NEW DELHI : India’s media and entertainment (M&E) sector is expected to experience strong revenue growth of 27% to around ??1.37 lakh crore in 2021-2022, after contracting 26% this year, according to the rating agency Crisil.
Segments such as digital and television (TV) will have a relatively shorter time to rebound to pre-pandemic levels, while print, film, outdoor and radio would take longer.
Crisil Ratings Ltd director Nitesh Jain said advertising and subscription revenues contribute almost equally to overall M&E industry revenue, but since the former is strongly correlated with economic growth, the pandemic had a bigger impact on this one.
“Next fiscal year, with a strong economic rebound in cards, ad revenue is expected to grow 31% year-over-year and subscription revenue by around 24%,” Jain added.
The television segment – which contributes roughly half of the industry’s revenue – has made a full recovery and will show healthy growth over the next fiscal year. Advertising revenue contracted sharply initially, but recovered quickly thereafter, aided by the spread of new content, sporting events such as the Indian Premier League and a vibrant holiday season, Crisil Ratings Ltd said in a statement.
“When it comes to subscriptions, television held up even during the peak of the pandemic because people stayed inside,” he added.
The printing segment, which accounts for one-fifth of M&E turnover, is recovering, albeit at a much slower pace, and should only be able to fully rebound at the end of next fiscal year, a- he added.
“Print is losing advertising revenue share mainly to the digital segment. Circulation too, especially for the English language, could experience a loss of 8-10%, due to an increased preference for electronic papers in the subways. However, printing companies are restarting their cost structure and accelerating digital adoption to stay relevant, ”the rating agency added.
Declaring that digital has become the medium of choice, Crisil Ratings Ltd associate director Rakshit Kachhal said the pandemic has accelerated the adoption of over-the-top (OTT) platforms, online games, retail electronic, online learning, electronic and online papers. information platforms.
“This means that the attention of advertisers has shifted from traditional media to digital media. We expect digital segment revenues to grow 14-16% per year over the medium term.
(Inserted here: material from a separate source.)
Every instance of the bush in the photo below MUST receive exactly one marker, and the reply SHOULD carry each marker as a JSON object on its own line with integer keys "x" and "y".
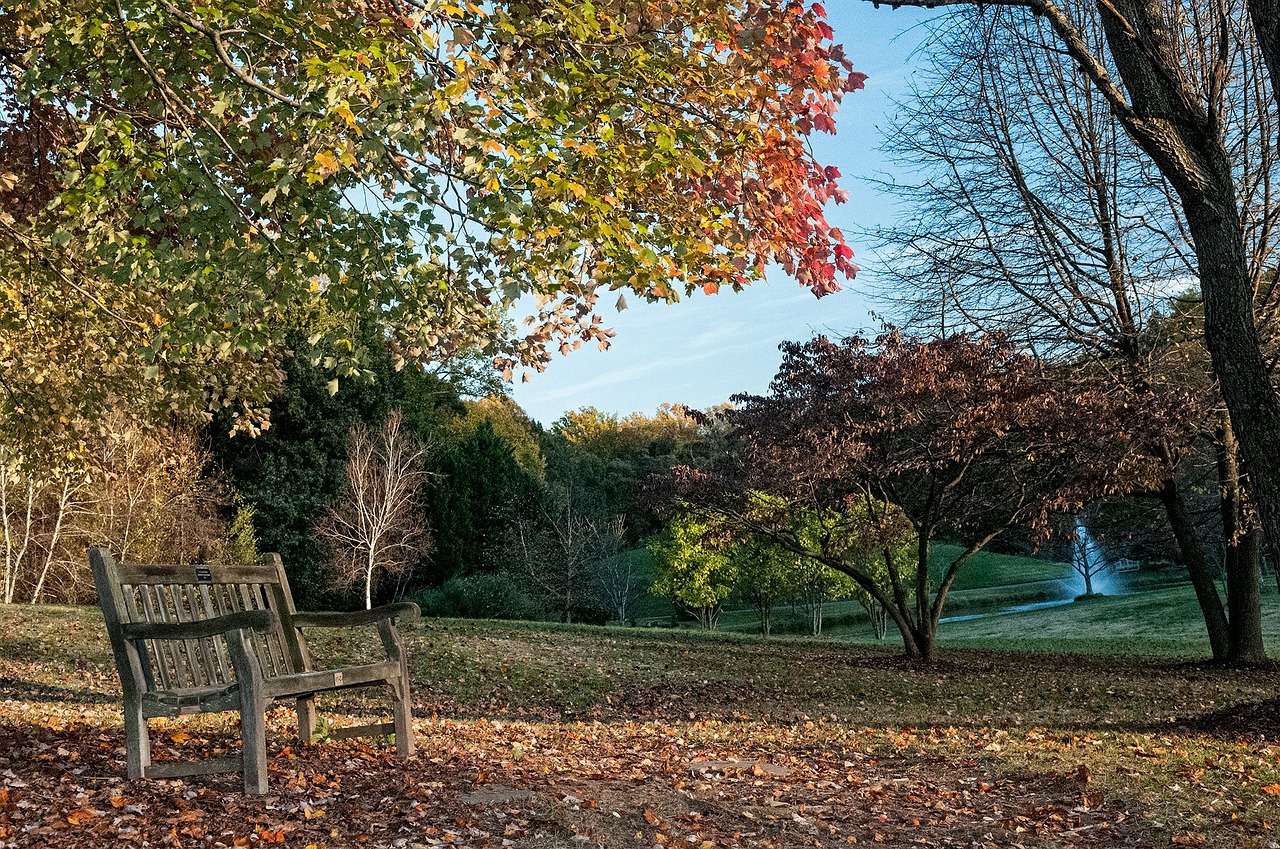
{"x": 484, "y": 596}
Its share of M&E revenues is expected to double to around 20% by the year. 2024 compared to last fiscal year, ”Kachhal added.
Credit profiles of large media companies would not be affected due to strong balance sheets, liquidity and rebounding income, while medium and small businesses could be under strain, Crisil Ratings citing analysis of more than 80 of them. they rated by the agency.
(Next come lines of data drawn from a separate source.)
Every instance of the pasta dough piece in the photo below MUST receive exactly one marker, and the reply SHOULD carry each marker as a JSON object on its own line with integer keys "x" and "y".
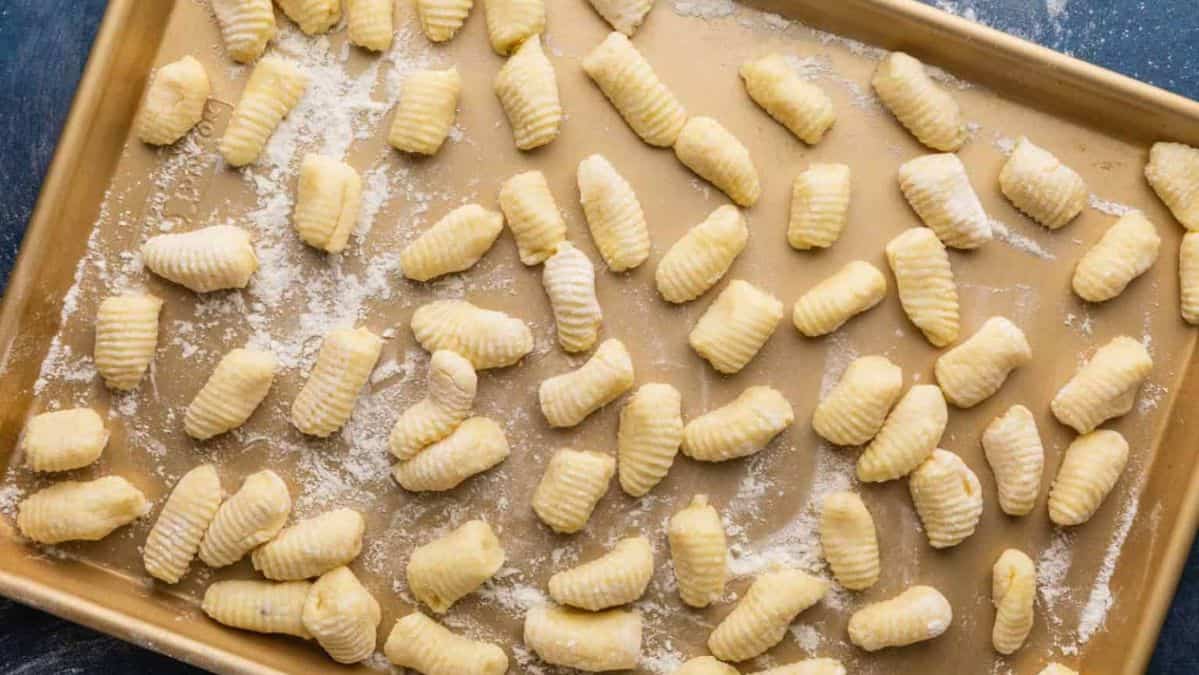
{"x": 909, "y": 435}
{"x": 572, "y": 486}
{"x": 528, "y": 90}
{"x": 717, "y": 156}
{"x": 1013, "y": 450}
{"x": 312, "y": 547}
{"x": 174, "y": 102}
{"x": 975, "y": 369}
{"x": 1040, "y": 185}
{"x": 251, "y": 517}
{"x": 927, "y": 110}
{"x": 802, "y": 107}
{"x": 453, "y": 243}
{"x": 422, "y": 644}
{"x": 80, "y": 511}
{"x": 452, "y": 385}
{"x": 1173, "y": 172}
{"x": 649, "y": 437}
{"x": 215, "y": 258}
{"x": 819, "y": 206}
{"x": 855, "y": 409}
{"x": 849, "y": 540}
{"x": 591, "y": 642}
{"x": 327, "y": 198}
{"x": 1104, "y": 387}
{"x": 371, "y": 23}
{"x": 487, "y": 338}
{"x": 625, "y": 16}
{"x": 342, "y": 615}
{"x": 570, "y": 282}
{"x": 740, "y": 428}
{"x": 532, "y": 216}
{"x": 233, "y": 392}
{"x": 475, "y": 446}
{"x": 447, "y": 570}
{"x": 567, "y": 399}
{"x": 176, "y": 534}
{"x": 947, "y": 496}
{"x": 699, "y": 553}
{"x": 1188, "y": 277}
{"x": 513, "y": 23}
{"x": 1126, "y": 251}
{"x": 618, "y": 577}
{"x": 273, "y": 89}
{"x": 925, "y": 282}
{"x": 632, "y": 86}
{"x": 761, "y": 618}
{"x": 703, "y": 255}
{"x": 64, "y": 440}
{"x": 735, "y": 326}
{"x": 1013, "y": 591}
{"x": 426, "y": 113}
{"x": 938, "y": 188}
{"x": 343, "y": 366}
{"x": 826, "y": 306}
{"x": 263, "y": 607}
{"x": 246, "y": 26}
{"x": 1091, "y": 466}
{"x": 126, "y": 338}
{"x": 313, "y": 17}
{"x": 614, "y": 215}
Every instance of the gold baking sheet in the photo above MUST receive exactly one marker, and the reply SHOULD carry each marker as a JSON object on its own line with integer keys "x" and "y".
{"x": 1098, "y": 122}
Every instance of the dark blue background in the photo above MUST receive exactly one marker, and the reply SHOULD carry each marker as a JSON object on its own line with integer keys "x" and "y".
{"x": 44, "y": 43}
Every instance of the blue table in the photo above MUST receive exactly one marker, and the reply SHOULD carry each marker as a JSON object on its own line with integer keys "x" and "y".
{"x": 44, "y": 43}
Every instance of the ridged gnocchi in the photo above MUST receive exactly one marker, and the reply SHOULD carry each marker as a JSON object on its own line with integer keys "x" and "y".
{"x": 214, "y": 258}
{"x": 175, "y": 537}
{"x": 1089, "y": 470}
{"x": 477, "y": 444}
{"x": 740, "y": 428}
{"x": 614, "y": 215}
{"x": 699, "y": 552}
{"x": 827, "y": 306}
{"x": 1041, "y": 186}
{"x": 573, "y": 483}
{"x": 761, "y": 618}
{"x": 908, "y": 437}
{"x": 618, "y": 577}
{"x": 487, "y": 338}
{"x": 802, "y": 107}
{"x": 343, "y": 366}
{"x": 975, "y": 369}
{"x": 449, "y": 568}
{"x": 939, "y": 191}
{"x": 925, "y": 282}
{"x": 735, "y": 326}
{"x": 232, "y": 393}
{"x": 1125, "y": 252}
{"x": 455, "y": 243}
{"x": 856, "y": 407}
{"x": 632, "y": 86}
{"x": 923, "y": 108}
{"x": 715, "y": 155}
{"x": 1104, "y": 387}
{"x": 570, "y": 398}
{"x": 528, "y": 90}
{"x": 649, "y": 437}
{"x": 819, "y": 206}
{"x": 703, "y": 255}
According to Crisil Ratings, the films segment, which contributes one sixth to the sector’s turnover, is one of the most affected segments, but the occupancy rate in theaters should improve with the deployment of the vaccination and a strong content pipeline.
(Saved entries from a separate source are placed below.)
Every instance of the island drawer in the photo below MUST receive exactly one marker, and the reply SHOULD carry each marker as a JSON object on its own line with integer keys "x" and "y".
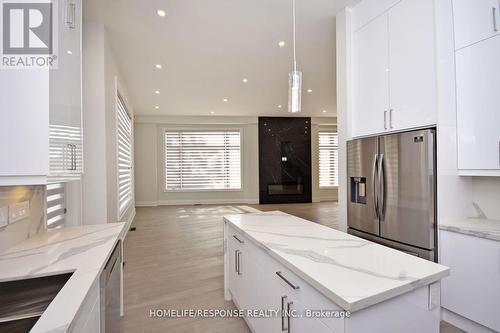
{"x": 311, "y": 298}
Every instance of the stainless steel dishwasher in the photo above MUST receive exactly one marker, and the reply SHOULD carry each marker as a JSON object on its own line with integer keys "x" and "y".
{"x": 110, "y": 292}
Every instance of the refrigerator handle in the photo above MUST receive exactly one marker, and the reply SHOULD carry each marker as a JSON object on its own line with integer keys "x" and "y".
{"x": 381, "y": 187}
{"x": 374, "y": 184}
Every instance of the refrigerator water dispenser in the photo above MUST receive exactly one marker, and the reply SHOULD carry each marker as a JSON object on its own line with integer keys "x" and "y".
{"x": 358, "y": 190}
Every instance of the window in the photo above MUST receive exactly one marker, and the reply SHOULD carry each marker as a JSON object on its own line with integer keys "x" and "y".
{"x": 56, "y": 205}
{"x": 328, "y": 159}
{"x": 124, "y": 157}
{"x": 202, "y": 160}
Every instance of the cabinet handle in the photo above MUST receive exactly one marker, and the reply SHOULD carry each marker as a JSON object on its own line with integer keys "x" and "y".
{"x": 287, "y": 282}
{"x": 239, "y": 240}
{"x": 283, "y": 299}
{"x": 74, "y": 157}
{"x": 236, "y": 261}
{"x": 239, "y": 263}
{"x": 70, "y": 14}
{"x": 289, "y": 316}
{"x": 494, "y": 13}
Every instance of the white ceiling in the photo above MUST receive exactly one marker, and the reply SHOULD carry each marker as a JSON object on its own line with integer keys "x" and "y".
{"x": 207, "y": 47}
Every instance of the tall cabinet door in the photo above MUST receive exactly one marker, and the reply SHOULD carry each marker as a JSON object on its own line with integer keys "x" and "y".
{"x": 475, "y": 20}
{"x": 371, "y": 77}
{"x": 412, "y": 54}
{"x": 478, "y": 100}
{"x": 65, "y": 130}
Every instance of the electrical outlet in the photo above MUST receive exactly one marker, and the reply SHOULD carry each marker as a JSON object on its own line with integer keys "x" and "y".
{"x": 19, "y": 211}
{"x": 4, "y": 216}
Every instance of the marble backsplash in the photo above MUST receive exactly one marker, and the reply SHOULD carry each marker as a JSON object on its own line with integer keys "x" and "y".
{"x": 23, "y": 229}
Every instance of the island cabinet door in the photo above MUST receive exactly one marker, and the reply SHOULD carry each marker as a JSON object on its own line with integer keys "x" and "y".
{"x": 234, "y": 253}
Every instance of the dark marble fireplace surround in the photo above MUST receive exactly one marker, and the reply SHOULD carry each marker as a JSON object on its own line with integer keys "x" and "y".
{"x": 284, "y": 160}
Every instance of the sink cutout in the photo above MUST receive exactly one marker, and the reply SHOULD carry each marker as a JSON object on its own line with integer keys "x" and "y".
{"x": 24, "y": 301}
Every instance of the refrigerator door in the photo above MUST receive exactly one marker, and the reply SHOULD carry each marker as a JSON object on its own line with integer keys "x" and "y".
{"x": 407, "y": 188}
{"x": 362, "y": 186}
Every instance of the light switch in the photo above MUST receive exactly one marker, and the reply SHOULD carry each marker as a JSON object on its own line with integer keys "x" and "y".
{"x": 19, "y": 211}
{"x": 4, "y": 216}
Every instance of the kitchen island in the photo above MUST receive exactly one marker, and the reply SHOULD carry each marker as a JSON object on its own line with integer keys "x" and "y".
{"x": 305, "y": 277}
{"x": 81, "y": 252}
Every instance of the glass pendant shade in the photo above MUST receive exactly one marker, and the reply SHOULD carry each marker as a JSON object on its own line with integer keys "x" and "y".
{"x": 294, "y": 91}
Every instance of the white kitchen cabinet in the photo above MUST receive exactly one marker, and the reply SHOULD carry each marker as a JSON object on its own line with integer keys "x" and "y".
{"x": 475, "y": 20}
{"x": 264, "y": 289}
{"x": 394, "y": 70}
{"x": 413, "y": 81}
{"x": 41, "y": 127}
{"x": 473, "y": 288}
{"x": 371, "y": 77}
{"x": 65, "y": 119}
{"x": 88, "y": 318}
{"x": 478, "y": 112}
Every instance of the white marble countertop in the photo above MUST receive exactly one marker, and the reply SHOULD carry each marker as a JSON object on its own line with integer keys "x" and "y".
{"x": 352, "y": 272}
{"x": 489, "y": 229}
{"x": 82, "y": 250}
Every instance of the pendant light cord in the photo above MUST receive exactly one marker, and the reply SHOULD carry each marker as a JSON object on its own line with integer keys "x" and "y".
{"x": 294, "y": 54}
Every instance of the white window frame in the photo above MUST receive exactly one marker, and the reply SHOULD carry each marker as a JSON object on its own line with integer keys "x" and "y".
{"x": 56, "y": 202}
{"x": 319, "y": 159}
{"x": 204, "y": 129}
{"x": 121, "y": 211}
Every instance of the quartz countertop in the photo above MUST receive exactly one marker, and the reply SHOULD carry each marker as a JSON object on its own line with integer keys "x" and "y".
{"x": 83, "y": 250}
{"x": 489, "y": 229}
{"x": 352, "y": 272}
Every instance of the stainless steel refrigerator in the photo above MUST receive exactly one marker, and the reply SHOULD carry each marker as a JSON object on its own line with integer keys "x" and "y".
{"x": 392, "y": 191}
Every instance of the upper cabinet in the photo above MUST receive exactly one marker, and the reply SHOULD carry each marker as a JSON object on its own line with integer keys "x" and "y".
{"x": 371, "y": 77}
{"x": 478, "y": 108}
{"x": 475, "y": 20}
{"x": 41, "y": 126}
{"x": 394, "y": 69}
{"x": 477, "y": 43}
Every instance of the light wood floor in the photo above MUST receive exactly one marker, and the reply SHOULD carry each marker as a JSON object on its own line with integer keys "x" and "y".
{"x": 174, "y": 260}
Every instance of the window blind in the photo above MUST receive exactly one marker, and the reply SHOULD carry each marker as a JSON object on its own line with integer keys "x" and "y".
{"x": 56, "y": 205}
{"x": 328, "y": 159}
{"x": 124, "y": 157}
{"x": 202, "y": 160}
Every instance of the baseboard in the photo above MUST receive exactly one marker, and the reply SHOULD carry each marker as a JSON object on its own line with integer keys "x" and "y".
{"x": 146, "y": 203}
{"x": 207, "y": 202}
{"x": 463, "y": 323}
{"x": 128, "y": 223}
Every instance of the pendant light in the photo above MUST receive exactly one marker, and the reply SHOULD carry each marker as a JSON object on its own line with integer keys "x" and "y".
{"x": 295, "y": 77}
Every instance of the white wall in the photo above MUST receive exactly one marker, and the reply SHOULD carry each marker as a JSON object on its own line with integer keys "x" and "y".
{"x": 21, "y": 230}
{"x": 101, "y": 80}
{"x": 149, "y": 162}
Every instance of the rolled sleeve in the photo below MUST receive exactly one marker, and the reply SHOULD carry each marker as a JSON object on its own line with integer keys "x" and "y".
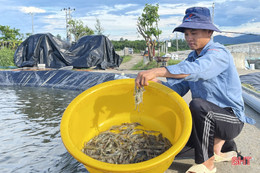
{"x": 211, "y": 64}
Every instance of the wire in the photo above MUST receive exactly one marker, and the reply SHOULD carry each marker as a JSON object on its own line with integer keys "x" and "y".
{"x": 240, "y": 33}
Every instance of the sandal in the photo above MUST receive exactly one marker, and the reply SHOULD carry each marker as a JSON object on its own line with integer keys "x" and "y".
{"x": 200, "y": 168}
{"x": 226, "y": 156}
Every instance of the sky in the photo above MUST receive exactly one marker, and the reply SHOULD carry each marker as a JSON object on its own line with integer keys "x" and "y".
{"x": 119, "y": 18}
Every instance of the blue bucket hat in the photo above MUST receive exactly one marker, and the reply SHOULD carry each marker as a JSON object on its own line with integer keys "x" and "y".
{"x": 197, "y": 18}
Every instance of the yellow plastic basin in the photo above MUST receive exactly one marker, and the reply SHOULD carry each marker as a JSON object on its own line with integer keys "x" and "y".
{"x": 112, "y": 103}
“However, this segment will likely remain affected even into the next fiscal year due to standards of social distancing and fear of closed spaces,” he said, adding that other mainstream media, such as radio and the outside, experience persistent pain and are likely to take much longer. to recover.
Indeed, travel as well as advertising budgets for micro, small and medium-sized businesses – the main drivers of these segments – will remain limited even in fiscal year 2022, he said.
The rating agency said the credit profiles of small and medium-sized media companies have weakened and cash pressure could intensify for them if the recovery in advertising revenue is delayed.
However, Crisil said M&E firms have adopted aggressive cost rationalization initiatives. In addition, the change in consumer behavior brought about by the pandemic has accelerated the monetization opportunities for these players through the integration of digital media into their traditional businesses.
“Some of these aspects can lead to structural changes in the business models of the long-term monitoring and evaluation industry,” he said.